After thinking long and hard about what to post today, I finally
settled on an important issue, one of utter importance to us all.

I'm speaking, of course, of Jon and Kate Plus Eight.

This
program should be subtitled "Husband Repellent," because nothing will
send Paul into the other room quicker than this show. If the whining
and wailing of one (or more) of the eight children does not
sufficiently raise Paul's blood pressure, the interviews with Jon and
Kate will.

Paul calls Jon, "the man with the dead eyes," for
this man has been hen-pecked by his wife to the point that nothing
fazes him. He just stares and drifts off to his happy place, while his
wife berates him for neglecting to use a coupon, being an inattentive
father, or for breathing too loudly. None of these examples are
exaggerated.

That being said, I hope that the rumors of
infidelity are unfounded, because there are kids involved. Also, Jon
and Kate apparently speak at Christian churches, so it would be nice to
not confirm some people's expectations that faith=hypocrisy.

While
Paul heads for the hills, I find myself watching, fascinated. I watch
for the same reason that I fill my mind with other garbage, such as House Hunters or America's Next Top Model:

First of all, there's something to admire. Just as I coo over the vaulted ceilings and wainscoting on House Hunters, or covet the cheekbones of Eva or Heather on Model,
I admire the cuteness of the eight kids. They are always clean,
generally dressed in adorable matching frocks, and they say and do
funny things.

Yet, and I fear this is the real reason I continue to tune in, these shows make it easy to feel superior. When the doofus of the week on House Hunters
explains that a house is perfect, "except for the paint," I look at my
own (self-painted) walls and nod smugly. Likewise, when the model of
the week is in hysterics because she's plumping out to a size four, I
roll my eyes and eat another Sour Patch Kid. And yes, when Kate
threatens to throw away the beloved comfort object of one of her
children (because he got gum on it), it's easy for me to think, "What a
terrible mother. I would never do that."

Except
that I could.
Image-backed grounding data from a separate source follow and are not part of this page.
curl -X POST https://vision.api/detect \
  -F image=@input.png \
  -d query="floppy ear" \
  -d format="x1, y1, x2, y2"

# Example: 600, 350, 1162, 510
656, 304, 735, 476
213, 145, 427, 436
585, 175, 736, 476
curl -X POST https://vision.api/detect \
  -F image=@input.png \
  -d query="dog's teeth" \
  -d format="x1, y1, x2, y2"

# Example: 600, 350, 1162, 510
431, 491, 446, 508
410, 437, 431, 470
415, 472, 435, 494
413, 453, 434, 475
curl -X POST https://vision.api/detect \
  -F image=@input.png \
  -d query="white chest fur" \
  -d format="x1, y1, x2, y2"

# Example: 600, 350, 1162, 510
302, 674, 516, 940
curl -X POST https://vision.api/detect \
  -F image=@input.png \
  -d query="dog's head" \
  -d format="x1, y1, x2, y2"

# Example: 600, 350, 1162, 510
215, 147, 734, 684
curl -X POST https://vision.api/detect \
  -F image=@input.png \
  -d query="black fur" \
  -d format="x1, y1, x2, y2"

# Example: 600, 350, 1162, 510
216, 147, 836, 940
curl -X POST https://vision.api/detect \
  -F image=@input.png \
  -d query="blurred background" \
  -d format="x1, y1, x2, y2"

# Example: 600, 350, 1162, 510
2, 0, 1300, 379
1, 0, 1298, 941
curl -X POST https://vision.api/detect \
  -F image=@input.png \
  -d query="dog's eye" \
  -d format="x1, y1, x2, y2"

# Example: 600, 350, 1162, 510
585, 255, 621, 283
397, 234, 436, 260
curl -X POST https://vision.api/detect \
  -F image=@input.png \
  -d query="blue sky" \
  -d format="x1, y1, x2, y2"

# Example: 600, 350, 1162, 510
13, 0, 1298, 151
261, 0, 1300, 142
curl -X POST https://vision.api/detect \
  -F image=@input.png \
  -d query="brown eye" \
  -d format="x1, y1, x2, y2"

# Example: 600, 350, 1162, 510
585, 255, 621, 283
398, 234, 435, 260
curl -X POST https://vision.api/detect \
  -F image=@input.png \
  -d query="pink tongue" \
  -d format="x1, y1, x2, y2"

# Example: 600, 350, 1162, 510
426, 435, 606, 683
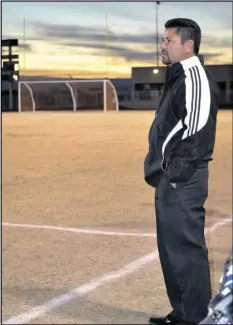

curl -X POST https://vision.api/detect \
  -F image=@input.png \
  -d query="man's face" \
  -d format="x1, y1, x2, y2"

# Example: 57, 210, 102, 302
160, 28, 189, 65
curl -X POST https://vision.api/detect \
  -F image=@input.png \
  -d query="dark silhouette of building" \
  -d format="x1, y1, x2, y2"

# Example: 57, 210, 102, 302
1, 39, 19, 111
122, 63, 233, 110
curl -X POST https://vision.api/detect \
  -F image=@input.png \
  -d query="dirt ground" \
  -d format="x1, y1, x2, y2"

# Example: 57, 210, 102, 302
2, 110, 232, 324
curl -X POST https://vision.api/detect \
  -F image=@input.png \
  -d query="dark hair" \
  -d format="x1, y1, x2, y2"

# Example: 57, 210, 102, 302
165, 18, 201, 55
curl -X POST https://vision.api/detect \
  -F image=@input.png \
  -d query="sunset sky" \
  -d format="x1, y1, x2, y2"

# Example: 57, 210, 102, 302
2, 1, 232, 78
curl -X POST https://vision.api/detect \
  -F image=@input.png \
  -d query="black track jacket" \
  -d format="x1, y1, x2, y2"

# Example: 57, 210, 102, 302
144, 55, 219, 188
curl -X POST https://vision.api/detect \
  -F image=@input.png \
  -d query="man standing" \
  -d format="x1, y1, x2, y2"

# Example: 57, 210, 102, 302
144, 18, 219, 325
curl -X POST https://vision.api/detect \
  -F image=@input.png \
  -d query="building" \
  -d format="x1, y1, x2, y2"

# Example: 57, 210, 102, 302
1, 39, 19, 111
120, 63, 233, 110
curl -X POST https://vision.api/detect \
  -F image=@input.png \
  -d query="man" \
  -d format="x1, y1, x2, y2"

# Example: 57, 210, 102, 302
144, 18, 219, 325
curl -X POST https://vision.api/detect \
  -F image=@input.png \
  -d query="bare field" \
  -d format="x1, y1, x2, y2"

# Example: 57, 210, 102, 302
2, 110, 232, 324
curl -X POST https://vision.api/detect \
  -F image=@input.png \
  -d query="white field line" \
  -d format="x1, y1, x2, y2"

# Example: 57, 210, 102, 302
3, 217, 232, 325
2, 222, 156, 238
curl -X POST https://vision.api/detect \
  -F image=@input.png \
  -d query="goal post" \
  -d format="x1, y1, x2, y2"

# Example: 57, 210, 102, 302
18, 79, 119, 112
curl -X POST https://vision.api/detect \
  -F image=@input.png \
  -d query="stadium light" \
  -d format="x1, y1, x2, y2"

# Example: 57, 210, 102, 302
153, 68, 159, 74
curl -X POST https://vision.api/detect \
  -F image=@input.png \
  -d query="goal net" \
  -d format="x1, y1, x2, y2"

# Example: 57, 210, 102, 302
18, 79, 119, 112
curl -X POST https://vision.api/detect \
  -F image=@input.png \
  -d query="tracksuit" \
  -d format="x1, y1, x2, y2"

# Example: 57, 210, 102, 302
144, 55, 219, 323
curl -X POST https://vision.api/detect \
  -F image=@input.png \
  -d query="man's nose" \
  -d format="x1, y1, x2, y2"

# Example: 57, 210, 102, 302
160, 41, 167, 50
161, 41, 167, 50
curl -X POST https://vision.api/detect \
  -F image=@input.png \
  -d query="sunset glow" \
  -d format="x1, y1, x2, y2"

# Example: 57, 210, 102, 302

And I have. Just the other day, I was furious at Owen
because he had torn apart a basket while upstairs, "napping." I said,
"How would you like it if I tore Big Teddy's head off? Would that make
you feel good?"

Owen's tears assured me that, no, that would not
make him feel good. Despite the fact that I'm the adult, I didn't fight
fair. I was impatient, disrespectful, and downright nasty. And I only
have two children, not eight.

Perhaps there should be a third
reason to watch these reality programs, if I truly cannot think of a
better way to occupy my time. Perhaps I should watch with a spirit of
empathy and humility, understanding that it is possible to be short
with your child, dislike a paint color, of even (heavens!) be a size
four, yet still be human, and forgiven.